Yes, I love Halloween – but only the all-in-good-fun happy-go-lucky Halloween. I don’t mind being scared, but there are certain types of scared that I tend to avoid. I’m not particularly fond of scary movies, and haunted houses freak me the hell out. I have been to exactly three haunted houses in my life. These haunted attractions were tame by anyone else’s standards, but I screamed like a little girl and held on for dear life to whomever was unfortunate enough to be next to me. People jumping out from around corners and scaring the bejeezus out of me is just not my idea of a good time.

My brand of scared is more psychological. I love a good ghost story, I am dying to go on the New Orleans ghost tour, and I’d spring for the chance to walk through a real historical haunted house with real (or supposedly real) historical ghosts.

This scary thing that I’m about to tell you about is a little bit horror movie scary, but mostly psychologically scary – but not in the way of ghost stories and haunted houses. This is scary in a kind of way where you are profoundly unsettled by what you just watched and really wish you could wash your brain clean of it and forget you ever saw it.

Salad Fingers.

Salad Fingers is a bizarre web animation series that centers on a peculiar hunchbacked green man who seems to inhabit a post-apocalyptic wasteland. He has a few equally bizarre friends – some are inanimate objects, some are mutants, some are insects. There are SO many things that make this so unsettling: Salad Fingers’ voice and its inflections, his propensity for touching things like rusty spoons and stinging nettles, the herky-jerky way he movies, the shaky text, the freaky background music… it’s all these things rolled up into one stunningly creepy web series.

Salad Fingers has his share of creepy adventures – but of course he does! We wouldn’t be here talking about the creepy web series if there were no creepy adventures. (Forgive my overuse of the word “creepy,” but I am struggling to come up with a more accurate word to describe Salad Fingers.) Salad Fingers gets trapped by a mutant bug-eyed thing who keeps him in a cage and proposes to him with a tooth ring. 
Salad Fingers has a party for his finger puppets - but he also wants to see what they taste like. 
Salad Fingers smushes his friend the woodlouse. Salad Fingers eats dirt and calls it floor sugar. Salad Fingers thinks everyone is off fighting in the Great War.

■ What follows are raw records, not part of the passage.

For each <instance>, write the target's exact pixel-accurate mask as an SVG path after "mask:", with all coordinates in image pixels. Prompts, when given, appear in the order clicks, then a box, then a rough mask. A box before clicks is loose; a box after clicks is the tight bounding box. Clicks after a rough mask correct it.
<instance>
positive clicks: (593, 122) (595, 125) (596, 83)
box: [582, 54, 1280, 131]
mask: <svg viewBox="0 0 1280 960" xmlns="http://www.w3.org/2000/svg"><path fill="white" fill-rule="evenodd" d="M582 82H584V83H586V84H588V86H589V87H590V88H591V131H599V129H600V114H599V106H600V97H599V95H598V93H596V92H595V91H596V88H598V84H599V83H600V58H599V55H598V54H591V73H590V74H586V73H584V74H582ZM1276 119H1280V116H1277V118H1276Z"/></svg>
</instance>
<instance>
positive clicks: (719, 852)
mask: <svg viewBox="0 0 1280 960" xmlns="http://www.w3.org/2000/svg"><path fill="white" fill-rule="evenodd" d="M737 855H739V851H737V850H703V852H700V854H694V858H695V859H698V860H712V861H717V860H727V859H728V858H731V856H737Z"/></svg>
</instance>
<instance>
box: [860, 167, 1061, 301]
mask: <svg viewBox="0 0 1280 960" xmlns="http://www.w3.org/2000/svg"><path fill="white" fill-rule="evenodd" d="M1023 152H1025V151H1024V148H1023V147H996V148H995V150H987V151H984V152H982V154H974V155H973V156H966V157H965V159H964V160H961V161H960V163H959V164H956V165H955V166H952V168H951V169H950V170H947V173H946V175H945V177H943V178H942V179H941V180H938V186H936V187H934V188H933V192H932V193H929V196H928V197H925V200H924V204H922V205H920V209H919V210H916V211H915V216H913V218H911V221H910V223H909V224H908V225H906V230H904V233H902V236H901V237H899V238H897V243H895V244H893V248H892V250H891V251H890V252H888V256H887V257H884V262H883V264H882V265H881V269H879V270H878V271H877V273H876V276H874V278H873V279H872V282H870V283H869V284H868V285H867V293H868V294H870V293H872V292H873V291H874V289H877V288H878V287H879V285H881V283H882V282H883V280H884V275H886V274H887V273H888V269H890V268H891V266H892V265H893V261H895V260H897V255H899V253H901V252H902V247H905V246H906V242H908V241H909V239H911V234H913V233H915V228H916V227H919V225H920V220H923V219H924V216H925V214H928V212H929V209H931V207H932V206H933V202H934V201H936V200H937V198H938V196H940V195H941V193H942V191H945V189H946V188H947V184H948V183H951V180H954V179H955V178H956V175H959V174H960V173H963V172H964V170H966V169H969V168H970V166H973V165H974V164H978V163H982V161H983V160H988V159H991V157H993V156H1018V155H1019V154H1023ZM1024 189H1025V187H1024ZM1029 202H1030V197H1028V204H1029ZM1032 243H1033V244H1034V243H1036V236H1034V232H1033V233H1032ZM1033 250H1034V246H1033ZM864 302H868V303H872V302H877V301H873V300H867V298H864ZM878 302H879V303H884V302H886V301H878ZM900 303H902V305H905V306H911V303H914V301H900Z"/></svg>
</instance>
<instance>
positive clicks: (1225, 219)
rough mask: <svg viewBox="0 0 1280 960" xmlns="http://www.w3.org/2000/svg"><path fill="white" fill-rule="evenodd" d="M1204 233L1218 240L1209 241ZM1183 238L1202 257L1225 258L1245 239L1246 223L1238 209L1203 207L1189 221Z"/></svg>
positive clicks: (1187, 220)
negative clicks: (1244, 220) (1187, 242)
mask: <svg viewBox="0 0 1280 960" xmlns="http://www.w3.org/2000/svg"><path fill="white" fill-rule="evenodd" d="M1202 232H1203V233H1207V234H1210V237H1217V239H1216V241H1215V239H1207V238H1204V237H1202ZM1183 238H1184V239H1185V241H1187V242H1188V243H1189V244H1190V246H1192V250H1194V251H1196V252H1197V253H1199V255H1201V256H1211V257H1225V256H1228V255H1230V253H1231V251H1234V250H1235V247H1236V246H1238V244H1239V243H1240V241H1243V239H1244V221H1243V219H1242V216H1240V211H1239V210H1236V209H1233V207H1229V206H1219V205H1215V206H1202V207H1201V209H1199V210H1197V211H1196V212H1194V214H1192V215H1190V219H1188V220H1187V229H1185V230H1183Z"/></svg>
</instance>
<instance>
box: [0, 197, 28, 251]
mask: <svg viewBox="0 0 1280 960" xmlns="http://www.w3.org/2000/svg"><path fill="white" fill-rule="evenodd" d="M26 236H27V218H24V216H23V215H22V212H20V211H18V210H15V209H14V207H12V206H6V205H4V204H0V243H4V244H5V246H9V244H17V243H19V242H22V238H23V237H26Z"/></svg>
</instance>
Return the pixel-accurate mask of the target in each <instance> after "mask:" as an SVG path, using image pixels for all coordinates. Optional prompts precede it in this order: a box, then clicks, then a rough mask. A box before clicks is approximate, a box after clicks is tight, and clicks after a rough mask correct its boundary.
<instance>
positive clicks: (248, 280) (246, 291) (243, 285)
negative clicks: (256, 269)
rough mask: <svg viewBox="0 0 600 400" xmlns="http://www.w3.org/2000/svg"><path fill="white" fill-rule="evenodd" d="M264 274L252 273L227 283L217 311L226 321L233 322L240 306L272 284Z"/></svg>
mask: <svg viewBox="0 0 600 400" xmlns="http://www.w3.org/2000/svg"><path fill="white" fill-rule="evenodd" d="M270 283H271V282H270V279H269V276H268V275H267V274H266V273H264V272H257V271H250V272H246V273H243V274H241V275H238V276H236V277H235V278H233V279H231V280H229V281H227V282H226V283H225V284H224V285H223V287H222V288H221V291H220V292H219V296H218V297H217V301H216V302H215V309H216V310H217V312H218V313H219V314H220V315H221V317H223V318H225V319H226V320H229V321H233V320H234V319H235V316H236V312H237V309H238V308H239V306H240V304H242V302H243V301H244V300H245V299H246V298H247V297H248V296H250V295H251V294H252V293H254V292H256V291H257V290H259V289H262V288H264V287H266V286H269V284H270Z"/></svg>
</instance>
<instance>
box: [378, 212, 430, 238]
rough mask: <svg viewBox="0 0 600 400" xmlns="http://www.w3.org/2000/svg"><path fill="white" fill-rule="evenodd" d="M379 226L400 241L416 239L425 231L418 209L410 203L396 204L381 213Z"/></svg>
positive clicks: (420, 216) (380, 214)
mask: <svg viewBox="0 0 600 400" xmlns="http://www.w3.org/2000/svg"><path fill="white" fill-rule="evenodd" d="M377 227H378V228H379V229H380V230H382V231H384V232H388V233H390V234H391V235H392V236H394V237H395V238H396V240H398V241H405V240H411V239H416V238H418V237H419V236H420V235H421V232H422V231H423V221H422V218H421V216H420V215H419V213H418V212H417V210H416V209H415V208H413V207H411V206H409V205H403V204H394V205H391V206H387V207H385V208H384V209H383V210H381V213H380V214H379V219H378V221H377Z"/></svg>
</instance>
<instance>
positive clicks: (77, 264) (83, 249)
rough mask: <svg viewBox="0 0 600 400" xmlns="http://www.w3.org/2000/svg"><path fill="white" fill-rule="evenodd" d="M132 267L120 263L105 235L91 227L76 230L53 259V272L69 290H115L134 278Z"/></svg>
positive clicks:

And the names! The characters’ names strangely goofy in such a bleak setting, and the juxtaposition makes them especially unnerving. Not only do we have Salad Fingers, but the other characters have names like Hubert Cumberdale, Milford Cubicle, Horace Horsecollar, and Penny Pigtails. Shudder.
Poor Horace.
I was introduced to Salad Fingers way back in 2007 – by none other than Hipster Boyfriend. He took great pleasure in watching me grow more and more disturbed by the Salad Fingers cartoons – his gleeful reaction to my discomfort should’ve been a red flag, but what can I say: I was young and dumb. He made me watch the whole series, and I was so unsettled by what I saw that I didn’t feel right for a week. It’s been seven years since I’ve watched the Salad Fingers series – that one time with Hipster Boyfriend was enough – and it’s been burned into my memory forever.

So if it’s so disturbing and awful, why am I telling you about it? Salad Fingers is like a train wreck: I kind of hate it and am undeniably creeped out by it, but when I watched it all those years ago, I couldn’t look away. I’m telling you about Salad Fingers because I feel like I have something of an obligation to do so. It’s Halloween, and if you’re looking for something chilling and extremely disquieting, Salad Fingers is it. I have fulfilled my obligation to tell you about it. However, if you don’t like that sort of thing and would rather watch Hocus Pocus and eat candy (like me!), DO NOT watch Salad Fingers. I have fulfilled my obligation to advise you away from it.

The choice is yours. Don’t say I didn’t warn you.